Documentation Requirements That Drive Coding

Sepsis HCC capture lives or dies on documentation quality. The medical record must clearly establish three things: a confirmed or suspected infection, the body’s dysregulated response to that infection, and resulting organ dysfunction. Vague charting that mentions “infection” without connecting it to systemic illness and organ damage will not support an HCC 2 code.

Specifically, documentation should include a statement along the lines of “dysregulated host response to infection” and explicitly link the infection to organ dysfunction such as hypotension, renal failure, altered mental status (encephalopathy), respiratory failure, coagulopathy, or liver failure. Supporting lab values that demonstrate organ dysfunction, like elevated lactate, abnormal creatinine, or low platelet counts, should appear in the record alongside the clinical narrative.

Signs of impaired organ function that reviewers look for include altered mental status from baseline, hyperglycemia in non-diabetic patients, low urine output, abnormal clotting studies, low platelet counts, ileus, acute liver failure, elevated lactate, skin mottling, and acute respiratory distress syndrome. Without these indicators documented and linked to infection, the sepsis diagnosis lacks the evidentiary foundation needed for coding.

Common Reasons for Audit Denials

Sepsis is one of the most scrutinized HCC categories in risk adjustment audits, and denials are common. The most frequent problems fall into a few patterns. Records may lack SIRS or SOFA indicators entirely, meaning there is no objective clinical evidence that the patient’s body was in a systemic crisis. Lab findings that would support organ dysfunction scoring may be missing or not referenced in the physician’s notes. In some cases, denials have been issued with reasoning as specific as “no mention of toxic in appearance” or “no positive blood culture,” indicating that auditors look for granular clinical detail.

Another recurring issue is the failure to link infection to organ dysfunction in the documentation.

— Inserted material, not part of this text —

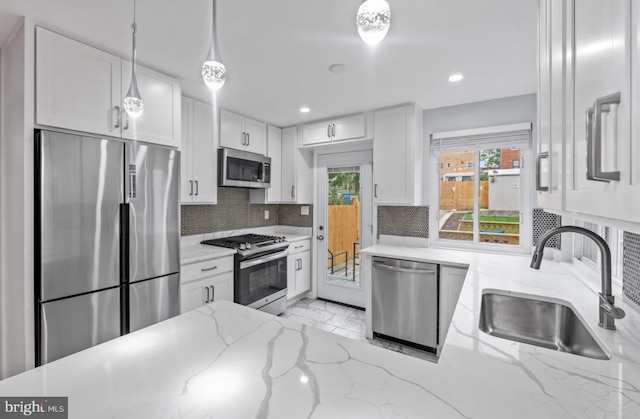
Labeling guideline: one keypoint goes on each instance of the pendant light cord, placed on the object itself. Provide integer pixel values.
(134, 27)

A patient might have a documented urinary tract infection and separately documented acute kidney injury, but if the physician never states that the kidney injury resulted from the infection, the sepsis diagnosis lacks the causal connection auditors require. Clinical documentation improvement (CDI) teams play a key role here, flagging records where sepsis indicators are present in the clinical data but not explicitly stated in the physician’s assessment.

Records that should trigger a CDI review include any case with positive blood cultures and concurrent antibiotic orders, documented infection alongside new organ dysfunction, or elevated lactate in the setting of suspected infection, where the physician has not explicitly diagnosed sepsis. These are the gaps where accurate HCC capture is most often lost.

Why Accurate Sepsis HCC Coding Matters

Beyond reimbursement, accurate sepsis HCC coding affects quality measurement, population health analytics, and resource allocation. If sepsis is undercoded because documentation does not meet audit standards, a health plan’s risk scores understate the true illness burden of its members, leading to inadequate funding for their care. If sepsis is overcoded without clinical support, it creates compliance liability and inflates costs across the Medicare system.

The stakes are particularly high because sepsis carries one of the larger RAF weights in the HCC model. A single missed or unsupported sepsis code can shift a patient’s risk score by nearly half a point in some populations. For organizations managing thousands of Medicare Advantage members, that adds up to significant financial and clinical planning impact. Getting sepsis documentation and coding right is one of the highest-value activities in risk adjustment work.